Éva Székely

Also published as: Eva Szekely


pdf bib
Evaluating Text-to-Speech Synthesis from a Large Discrete Token-based Speech Language Model
Siyang Wang | Eva Szekely
Proceedings of the 2024 Joint International Conference on Computational Linguistics, Language Resources and Evaluation (LREC-COLING 2024)

Recent advances in generative language modeling applied to discrete speech tokens presented a new avenue for text-to-speech (TTS) synthesis. These speech language models (SLMs), similarly to their textual counterparts, are scalable, probabilistic, and context-aware. While they can produce diverse and natural outputs, they sometimes face issues such as unintelligibility and the inclusion of non-speech noises or hallucination. As the adoption of this innovative paradigm in speech synthesis increases, there is a clear need for an in-depth evaluation of its capabilities and limitations. In this paper, we evaluate TTS from a discrete token-based SLM, through both automatic metrics and listening tests. We examine five key dimensions: speaking style, intelligibility, speaker consistency, prosodic variation, spontaneous behaviour.
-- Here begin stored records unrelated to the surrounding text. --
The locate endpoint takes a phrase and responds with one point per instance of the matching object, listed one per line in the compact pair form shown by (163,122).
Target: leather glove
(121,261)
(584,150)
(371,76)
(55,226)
Our results highlight the model’s strength in generating varied prosody and spontaneous outputs. It is also rated higher in naturalness and context appropriateness in listening tests compared to a conventional TTS. However, the model’s performance in intelligibility and speaker consistency lags behind traditional TTS. Additionally, we show that increasing the scale of SLMs offers a modest boost in robustness. Our findings aim to serve as a benchmark for future advancements in generative SLMs for speech synthesis.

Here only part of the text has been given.